Bence HDP’sinin bazı yöneticileri, kulaklarına üflenen görevi yerine getiriyorlar. Onlar, parlementoya girmek, gurup kurmak, Kürt sorununu eşitlikçi bir temelde çözüm yoluna koymak değil, Kürt ulusal mücadelesini bataklığa çekmek istiyorlar.

Kürtlere bu tuzak projeler hazırlayan yerli ve yabancı karanlık odaklar, Kürt ulusal mücadelesinin Türkiye’de ve Ortadoğu’da var olan toplumsal sorunları çözecek güce ulaştığını görüyorlar.

Bu nedenle Kürt ulusal bilincinin güçlenmesini, kurulu düzeni değiştirecek bir aksiyon haline gelmesini istemiyorlar. Bunun için Kürt kimliğini sınıf, cins, din ve mezhep kimliklerinin arkasına atarak, mücadeleyi yanlış mecralara yönlendirmeye çalışıyorlar.

İttihat ve Terakkicilerin ırkçı genlerini taşıyan Türk solcularını, Kürtlere ilerici, devrimci, çağdaş ve demokrat insanlar diye yutturmaya kalkıyorlar. Türk-İslam sentezi yapan ırkçı, faşist Türk dindarlarını bize Müslüman diye yutturmaya çalışıyorlar. Feminizmi, Kürt kadınlarına kurtuluş yolu olarak sunuyorlar.

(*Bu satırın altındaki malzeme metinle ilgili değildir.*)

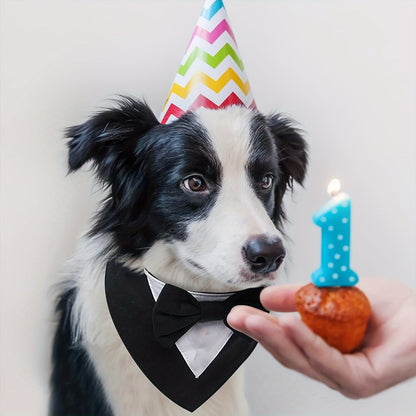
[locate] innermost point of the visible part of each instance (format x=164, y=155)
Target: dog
x=198, y=202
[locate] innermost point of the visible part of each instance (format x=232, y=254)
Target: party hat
x=211, y=73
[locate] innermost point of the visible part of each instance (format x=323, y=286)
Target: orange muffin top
x=338, y=303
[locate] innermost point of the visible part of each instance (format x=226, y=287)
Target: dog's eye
x=195, y=184
x=267, y=181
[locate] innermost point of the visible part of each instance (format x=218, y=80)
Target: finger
x=279, y=298
x=237, y=316
x=274, y=339
x=324, y=359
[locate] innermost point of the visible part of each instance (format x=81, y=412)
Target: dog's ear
x=293, y=158
x=109, y=138
x=291, y=147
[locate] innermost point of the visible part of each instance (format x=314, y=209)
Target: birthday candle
x=334, y=218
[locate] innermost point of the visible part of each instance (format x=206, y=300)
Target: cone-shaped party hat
x=211, y=73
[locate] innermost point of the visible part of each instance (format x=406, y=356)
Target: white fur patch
x=216, y=242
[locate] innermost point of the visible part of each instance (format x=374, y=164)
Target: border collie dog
x=198, y=203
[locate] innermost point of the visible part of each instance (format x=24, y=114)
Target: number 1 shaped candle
x=335, y=220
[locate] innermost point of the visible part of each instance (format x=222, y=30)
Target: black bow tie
x=176, y=311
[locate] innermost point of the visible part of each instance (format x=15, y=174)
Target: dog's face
x=209, y=184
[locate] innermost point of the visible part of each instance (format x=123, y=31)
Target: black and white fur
x=158, y=216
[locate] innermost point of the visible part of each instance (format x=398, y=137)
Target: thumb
x=280, y=298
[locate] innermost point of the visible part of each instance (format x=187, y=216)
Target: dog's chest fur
x=126, y=388
x=194, y=237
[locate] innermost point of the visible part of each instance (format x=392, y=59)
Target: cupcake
x=337, y=314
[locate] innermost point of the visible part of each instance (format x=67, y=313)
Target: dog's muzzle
x=264, y=254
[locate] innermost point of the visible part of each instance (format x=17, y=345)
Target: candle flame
x=334, y=187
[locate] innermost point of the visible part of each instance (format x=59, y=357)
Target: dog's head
x=209, y=184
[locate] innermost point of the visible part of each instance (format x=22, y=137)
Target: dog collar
x=177, y=372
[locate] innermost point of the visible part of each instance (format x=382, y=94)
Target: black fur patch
x=75, y=387
x=277, y=148
x=143, y=163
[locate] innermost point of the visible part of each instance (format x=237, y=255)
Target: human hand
x=387, y=355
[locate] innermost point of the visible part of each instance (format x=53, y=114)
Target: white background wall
x=344, y=69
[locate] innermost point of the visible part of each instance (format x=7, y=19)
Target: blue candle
x=335, y=220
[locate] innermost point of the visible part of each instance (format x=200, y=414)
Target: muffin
x=337, y=314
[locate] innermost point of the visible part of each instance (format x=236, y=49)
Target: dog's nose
x=264, y=254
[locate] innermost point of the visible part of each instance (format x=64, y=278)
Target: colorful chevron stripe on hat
x=211, y=73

Kısacası bizlere ve mücadelemize “Kürt olmayın da, ne olursanız olun,” diyorlar. Bu, Kürtlerin önüne konulan en sinsi tuzaktır. HDP barajı geçmezse eğer, bunun suçlusunu başka yerde aramayalım. Bunun en büyük suçlusu, Apocu yöneticiler olacaktır.